Monday, April 1st, 2013

Lo que me molesta más de enfermarme en plena semana santa no es que no pueda ir a acampar o alguna de esas cosas que hacen los que tienen carpa o plata para tomarse un bus interprovincial y arriesgarse a sufrir una muerte dolorosa a manos de turistas psicóticos solo para tomar fotos vía Instagram y subirlas al Facebook, o que no pueda leer mis lecturas de la universidad con comodidad porque a mi cabeza la taladran con cariño, ni mucho menos porque mi relativo malestar me impida disfrutar la maratón matusalénica de todos los “Ben-Hur”, “Los 10 Mandamientos”, “La Pasión de Cristo” y demás películas con el sonido y la crítica histórica hechos puré.

No: lo que me enerva, fastidia, friega, es que mi cálida disposición (carácter irascible y exasperante) se vea avasallado por la fiebre de 39 grados y el punzante dolor vesicular…durante la semana santa. No sé si sea coincidencia, pero mis experiencias en la luna llena de finales de marzo no ha sido del todo favorable.
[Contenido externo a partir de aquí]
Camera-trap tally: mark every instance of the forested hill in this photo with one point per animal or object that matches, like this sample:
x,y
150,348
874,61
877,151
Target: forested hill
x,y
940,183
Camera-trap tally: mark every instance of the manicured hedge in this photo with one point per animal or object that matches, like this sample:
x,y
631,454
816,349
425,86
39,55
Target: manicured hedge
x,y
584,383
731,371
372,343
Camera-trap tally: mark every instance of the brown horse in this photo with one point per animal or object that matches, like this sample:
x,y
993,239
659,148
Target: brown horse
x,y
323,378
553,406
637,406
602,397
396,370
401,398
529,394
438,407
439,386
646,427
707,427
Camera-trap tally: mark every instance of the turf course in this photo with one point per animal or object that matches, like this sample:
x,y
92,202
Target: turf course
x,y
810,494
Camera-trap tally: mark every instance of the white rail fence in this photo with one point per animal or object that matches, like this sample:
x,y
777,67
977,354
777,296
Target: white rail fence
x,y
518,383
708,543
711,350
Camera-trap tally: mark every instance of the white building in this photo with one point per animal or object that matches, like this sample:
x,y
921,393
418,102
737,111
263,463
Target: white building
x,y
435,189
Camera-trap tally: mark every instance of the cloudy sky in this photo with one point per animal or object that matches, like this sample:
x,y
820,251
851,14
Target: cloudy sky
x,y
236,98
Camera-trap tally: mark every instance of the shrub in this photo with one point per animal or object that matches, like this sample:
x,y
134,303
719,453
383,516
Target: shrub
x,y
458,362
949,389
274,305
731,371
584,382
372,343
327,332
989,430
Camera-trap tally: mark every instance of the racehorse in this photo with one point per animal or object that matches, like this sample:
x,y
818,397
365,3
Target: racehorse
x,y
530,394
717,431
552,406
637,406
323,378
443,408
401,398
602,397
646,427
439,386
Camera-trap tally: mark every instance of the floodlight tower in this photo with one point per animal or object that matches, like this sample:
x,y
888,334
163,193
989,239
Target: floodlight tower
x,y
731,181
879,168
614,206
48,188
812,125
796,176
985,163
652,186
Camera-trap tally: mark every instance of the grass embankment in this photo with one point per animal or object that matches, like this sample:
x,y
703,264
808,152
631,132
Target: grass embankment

Salud resentida, dolor de cabeza, APOSTASÍA (eso lo explicaré en algún otro post), entre otros.

Lo único (decente) que pude hacer fue mirar un par de películas (“Un prophète”, “Donnie Darko”, “Rosemary’s Baby”). Me quedé especialmente impresionada por “Donnie Darko” y “Un prophète” me conmovió hasta la médula. “Rosemary’s Baby” me pareció interesante, pero no la consideraría una de mis favoritas. Aproveché para leer un poco del “What is meaning” de Soames, pero francamente dudo que me haya entrado algo al cráneo defectuoso que tengo. Evidentemente, es terrible pasarla en cama y con la sensación de que el cuello se te va a desprender en cualquier momento… ¡¿Pero tenía que ser en plena semana santa?! Podía haber avanzado con mi ropa (lavé un poco, no debí), mis lecturas, habría aprovechado para ir a ver a algún amigo o leer un libro particularmente bueno.

No número dos: los primeros días (el dolor comenzó el Jueves Santo, sincronizada con Jesucristo) me la pasé tumbada en mi cama con el gato, escuchando “The Black Box Revelation” y pensando que mi malestar sería algo transitorio, que en un par de días podría volver a la normalidad y dejaría de andar emitiendo chillidos guturales, cual banshee. El Viernes Santo la pasé con un dolor terrible en la boca del estómago, y poco faltó para que me pusiera a maldecirme a mí misma. El Sábado de Gloria a las 2am (prácticamente el Domingo de Resurrección) anduve en Emergencias, más muerta que viva, para que un doctor con cara de patriarca comunal y el ego más grande que Megazord me mandara a casa con un Panadol Antigripal. Hoy amanecí con fiebre, pero me quedaré a dormir en la cama extra de mi casa. Por ahora, soy más mansa que una paloma y todos en mi casa vibran con la armonía que traen esas enfermedades que me dejan vegetal.

Postdata: VEAN UN PROPHÈTE, VÉANLA, QUÉ GLORIOSO ES EL TIPO.